彼の言う野望とは、もちろん帝国宇宙艦隊の全艦を痛艦にすることである。
周囲の幕僚たちとしては、そんな野望に手を貸したくない……というより達成されては困るが、さりとて手を抜く訳にはいかないので嫌々ながらも己の職務を全うしていた。
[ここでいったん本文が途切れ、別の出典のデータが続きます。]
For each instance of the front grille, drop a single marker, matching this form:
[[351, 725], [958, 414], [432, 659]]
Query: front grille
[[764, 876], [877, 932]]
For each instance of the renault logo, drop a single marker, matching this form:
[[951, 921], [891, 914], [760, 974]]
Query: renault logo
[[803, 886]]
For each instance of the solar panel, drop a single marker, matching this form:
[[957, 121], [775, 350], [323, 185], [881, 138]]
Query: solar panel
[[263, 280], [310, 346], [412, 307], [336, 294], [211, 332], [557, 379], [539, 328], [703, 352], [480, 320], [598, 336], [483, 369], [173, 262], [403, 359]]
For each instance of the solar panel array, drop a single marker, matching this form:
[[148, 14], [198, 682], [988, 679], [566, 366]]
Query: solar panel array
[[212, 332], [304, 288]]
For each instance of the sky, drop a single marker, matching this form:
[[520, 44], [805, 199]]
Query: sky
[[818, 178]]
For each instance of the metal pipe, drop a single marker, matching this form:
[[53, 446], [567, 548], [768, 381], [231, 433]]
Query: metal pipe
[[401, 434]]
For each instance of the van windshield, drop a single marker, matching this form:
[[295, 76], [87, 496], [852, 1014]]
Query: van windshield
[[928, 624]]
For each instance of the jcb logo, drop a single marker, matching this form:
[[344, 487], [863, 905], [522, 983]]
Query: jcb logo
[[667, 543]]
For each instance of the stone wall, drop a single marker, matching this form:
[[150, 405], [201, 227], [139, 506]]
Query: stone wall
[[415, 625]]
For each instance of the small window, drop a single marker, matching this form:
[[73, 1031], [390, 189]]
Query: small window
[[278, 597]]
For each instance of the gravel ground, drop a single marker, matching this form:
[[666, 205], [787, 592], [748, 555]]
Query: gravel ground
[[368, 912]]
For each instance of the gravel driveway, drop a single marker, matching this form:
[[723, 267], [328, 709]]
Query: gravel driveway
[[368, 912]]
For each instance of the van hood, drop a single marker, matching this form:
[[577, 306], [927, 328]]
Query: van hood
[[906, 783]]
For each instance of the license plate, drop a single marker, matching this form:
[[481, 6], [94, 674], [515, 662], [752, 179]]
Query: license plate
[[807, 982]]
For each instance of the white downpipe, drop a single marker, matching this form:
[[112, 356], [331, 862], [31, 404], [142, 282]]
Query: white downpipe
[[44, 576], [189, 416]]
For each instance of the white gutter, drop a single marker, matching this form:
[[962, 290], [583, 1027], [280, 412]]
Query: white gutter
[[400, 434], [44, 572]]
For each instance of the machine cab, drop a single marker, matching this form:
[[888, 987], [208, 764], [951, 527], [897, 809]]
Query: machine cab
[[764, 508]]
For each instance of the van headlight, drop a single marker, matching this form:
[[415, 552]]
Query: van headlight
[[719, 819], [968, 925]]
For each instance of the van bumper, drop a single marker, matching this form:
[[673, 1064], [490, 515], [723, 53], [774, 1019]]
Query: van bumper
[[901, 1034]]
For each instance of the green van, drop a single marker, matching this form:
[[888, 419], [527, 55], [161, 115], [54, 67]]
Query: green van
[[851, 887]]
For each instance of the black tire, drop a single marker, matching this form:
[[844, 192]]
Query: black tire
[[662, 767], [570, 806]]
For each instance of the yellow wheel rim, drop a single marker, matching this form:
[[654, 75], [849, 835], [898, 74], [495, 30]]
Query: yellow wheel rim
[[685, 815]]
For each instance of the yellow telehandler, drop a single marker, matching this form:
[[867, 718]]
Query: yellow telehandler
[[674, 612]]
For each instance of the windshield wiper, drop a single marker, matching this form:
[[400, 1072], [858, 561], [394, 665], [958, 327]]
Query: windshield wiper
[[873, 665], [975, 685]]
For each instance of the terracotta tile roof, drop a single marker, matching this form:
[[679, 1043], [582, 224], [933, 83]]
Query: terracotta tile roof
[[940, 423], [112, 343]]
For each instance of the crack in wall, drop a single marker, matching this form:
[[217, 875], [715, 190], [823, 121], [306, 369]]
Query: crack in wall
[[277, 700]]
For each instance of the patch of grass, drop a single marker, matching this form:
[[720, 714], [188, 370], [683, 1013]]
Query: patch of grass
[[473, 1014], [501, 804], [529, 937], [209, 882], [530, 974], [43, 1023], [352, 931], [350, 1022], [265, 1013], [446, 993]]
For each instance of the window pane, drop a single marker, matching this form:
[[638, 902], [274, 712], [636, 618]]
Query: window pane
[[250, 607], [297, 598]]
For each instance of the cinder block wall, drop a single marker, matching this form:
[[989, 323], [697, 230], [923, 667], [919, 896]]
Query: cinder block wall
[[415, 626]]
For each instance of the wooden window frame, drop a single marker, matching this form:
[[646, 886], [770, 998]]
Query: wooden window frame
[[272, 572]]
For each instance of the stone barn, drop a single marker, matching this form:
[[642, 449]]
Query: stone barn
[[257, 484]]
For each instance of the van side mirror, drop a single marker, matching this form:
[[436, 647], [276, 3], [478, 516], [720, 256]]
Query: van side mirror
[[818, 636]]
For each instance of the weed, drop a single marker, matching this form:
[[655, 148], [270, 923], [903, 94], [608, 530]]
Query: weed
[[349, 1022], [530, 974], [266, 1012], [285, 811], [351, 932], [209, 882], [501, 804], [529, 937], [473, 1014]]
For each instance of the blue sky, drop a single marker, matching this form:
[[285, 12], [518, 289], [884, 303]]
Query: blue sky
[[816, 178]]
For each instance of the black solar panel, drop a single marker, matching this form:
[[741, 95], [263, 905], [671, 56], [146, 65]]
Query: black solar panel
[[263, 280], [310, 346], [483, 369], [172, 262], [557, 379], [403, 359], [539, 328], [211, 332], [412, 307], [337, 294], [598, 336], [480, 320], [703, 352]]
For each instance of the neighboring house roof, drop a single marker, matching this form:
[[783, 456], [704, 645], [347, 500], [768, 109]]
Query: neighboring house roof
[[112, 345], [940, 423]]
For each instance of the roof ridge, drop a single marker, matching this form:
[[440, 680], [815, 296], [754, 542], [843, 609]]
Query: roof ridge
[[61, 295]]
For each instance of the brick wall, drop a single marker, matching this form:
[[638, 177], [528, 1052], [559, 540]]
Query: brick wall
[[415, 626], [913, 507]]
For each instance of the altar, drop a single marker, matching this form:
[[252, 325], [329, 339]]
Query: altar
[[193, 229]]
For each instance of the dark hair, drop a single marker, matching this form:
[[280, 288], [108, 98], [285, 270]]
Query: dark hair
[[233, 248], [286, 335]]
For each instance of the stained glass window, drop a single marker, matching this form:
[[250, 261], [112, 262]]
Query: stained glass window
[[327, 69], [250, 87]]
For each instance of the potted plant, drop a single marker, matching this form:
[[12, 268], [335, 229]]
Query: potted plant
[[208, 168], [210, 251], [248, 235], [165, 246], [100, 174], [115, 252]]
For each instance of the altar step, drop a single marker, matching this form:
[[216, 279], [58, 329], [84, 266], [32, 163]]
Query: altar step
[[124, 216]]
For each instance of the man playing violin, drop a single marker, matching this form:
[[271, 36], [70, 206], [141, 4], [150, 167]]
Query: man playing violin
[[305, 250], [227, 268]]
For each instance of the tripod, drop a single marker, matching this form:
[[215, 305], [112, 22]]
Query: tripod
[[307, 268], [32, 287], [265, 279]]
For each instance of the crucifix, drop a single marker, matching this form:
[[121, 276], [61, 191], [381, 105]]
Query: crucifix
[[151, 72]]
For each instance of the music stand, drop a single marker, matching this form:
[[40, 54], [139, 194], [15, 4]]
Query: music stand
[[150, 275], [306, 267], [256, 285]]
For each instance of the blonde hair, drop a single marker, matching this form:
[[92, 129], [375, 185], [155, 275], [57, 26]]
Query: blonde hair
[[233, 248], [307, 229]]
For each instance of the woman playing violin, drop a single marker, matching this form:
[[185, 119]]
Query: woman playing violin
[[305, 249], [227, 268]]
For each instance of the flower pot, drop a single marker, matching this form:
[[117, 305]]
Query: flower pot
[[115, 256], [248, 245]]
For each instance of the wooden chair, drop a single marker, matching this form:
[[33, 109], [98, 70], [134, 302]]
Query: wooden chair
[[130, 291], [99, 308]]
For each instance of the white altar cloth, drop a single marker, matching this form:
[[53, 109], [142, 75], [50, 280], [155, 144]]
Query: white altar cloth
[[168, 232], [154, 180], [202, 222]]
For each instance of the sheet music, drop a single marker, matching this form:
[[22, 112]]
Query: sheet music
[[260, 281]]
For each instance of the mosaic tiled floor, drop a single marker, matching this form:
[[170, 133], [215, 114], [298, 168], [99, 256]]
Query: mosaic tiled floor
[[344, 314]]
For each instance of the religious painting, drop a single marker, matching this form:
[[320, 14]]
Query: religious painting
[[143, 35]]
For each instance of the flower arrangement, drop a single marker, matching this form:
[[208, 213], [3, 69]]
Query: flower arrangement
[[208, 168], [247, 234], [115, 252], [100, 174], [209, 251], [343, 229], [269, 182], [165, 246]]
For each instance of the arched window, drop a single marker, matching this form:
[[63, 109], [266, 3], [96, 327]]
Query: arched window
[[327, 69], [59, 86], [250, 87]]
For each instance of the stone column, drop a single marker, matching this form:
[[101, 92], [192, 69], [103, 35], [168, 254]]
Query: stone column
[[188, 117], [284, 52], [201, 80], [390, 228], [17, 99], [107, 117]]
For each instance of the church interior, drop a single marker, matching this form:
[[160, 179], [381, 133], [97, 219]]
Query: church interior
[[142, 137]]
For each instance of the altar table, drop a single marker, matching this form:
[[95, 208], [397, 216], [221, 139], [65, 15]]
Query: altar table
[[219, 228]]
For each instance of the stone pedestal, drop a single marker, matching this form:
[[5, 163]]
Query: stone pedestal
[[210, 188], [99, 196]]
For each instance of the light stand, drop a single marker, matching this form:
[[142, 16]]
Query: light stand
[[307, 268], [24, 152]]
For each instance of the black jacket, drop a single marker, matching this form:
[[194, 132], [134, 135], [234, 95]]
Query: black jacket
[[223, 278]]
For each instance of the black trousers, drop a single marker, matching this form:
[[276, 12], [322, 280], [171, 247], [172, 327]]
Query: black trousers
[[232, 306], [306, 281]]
「よし、今こそ皇帝陛下より賜ったこの兵器の出番だ。宇宙用パンジャンドラム、射出用意!」

「か、閣下。本当にアレを使われるのですか?」

「もちろんだとも。今使わずにいつ使うというのだ? それに、これは勅命だぞ」

バルタンの言う通り、宇宙用パンジャンドラムの使用は皇帝アドルフの勅命を得ていた。
流石に皇帝の勅命とあれば、使用する他ない。

「ゆけーパンジャンドラム!! 男のロマンを現実にするのだ!!!」

バルタン艦隊より、複数の宇宙用パンジャンドラムが射出された。
しかし……

「パ、パンジャンドラム……全て敵の対空砲火にて撃墜しました………」

「あ、あれ?」

想定外の結果に、バルタンは間抜けな声を上げる。
幕僚たちの視線もどこか冷たい。彼らからすれば、この結果は当然の帰結であった。
単にバルタンが(あと皇帝も)バカなだけである。

「コ、コホン。あ~……付かず離れずの距離を保ちつつ長距離砲にて砲撃せよ。敵艦を撃墜する必要はない。損傷艦を量産して行き足を鈍らせるのだ」

慌てて、取り繕うバルタン。
指示の内容そのものは間違っていないが、冷めた空気は元に戻らない。

それでも、バルタンはその天性の才能を生かしてルフェール軍の行き足を削いでいった。
『天は二物を与えず』その言葉がピッタリと当てはまる男、それがロメロ・フォン・バルタンである。

・・・・・

帝国軍の一部隊にてアホみたいな事が行われていたが、ルフェール軍としてはそれどころではない。
執拗な追撃と傷ついた味方艦の存在で行軍速度は遅れに遅れ、このままでは帝国軍の大部隊に再補足されるのも時間の問題であった。

「仕方ない、総司令部が盾となって見方を逃がす」

アルベインは決断を下す。

「我が第二特務艦隊も援護します」

そこへ、第二特務艦隊のエリザ・ウィッカム中将より通信が届いた。

「だが、ウィッカム中将!」

「私はこれまで負け続けました。ウェスタディアに負け、銀河帝国に負け……遂には祖国が滅亡しようとしている。私は、これ以上耐えることができないのです!!」

「………了解した。貴官にも加わってもらう」

ウィッカムの気持ちを汲みとったアルベインは彼女の参加を認めた。


結局、足止めに残ったのは約5500隻。
残りの20000隻はマリク・バーバラ大将の下、首都星ニューロントンへ撤退する。

猟犬の如く襲い掛かってくる帝国軍の追撃部隊相手に彼らは善戦した。
が、一隻、また一隻と脱落していき数時間後、ルフェールの足止め部隊5500隻は全艦が撃沈。文字通り全滅した。
これに対して帝国軍追撃部隊の損失・損傷艦艇は6000隻を超え、劣勢の中、彼らが如何に奮戦したかを示していた。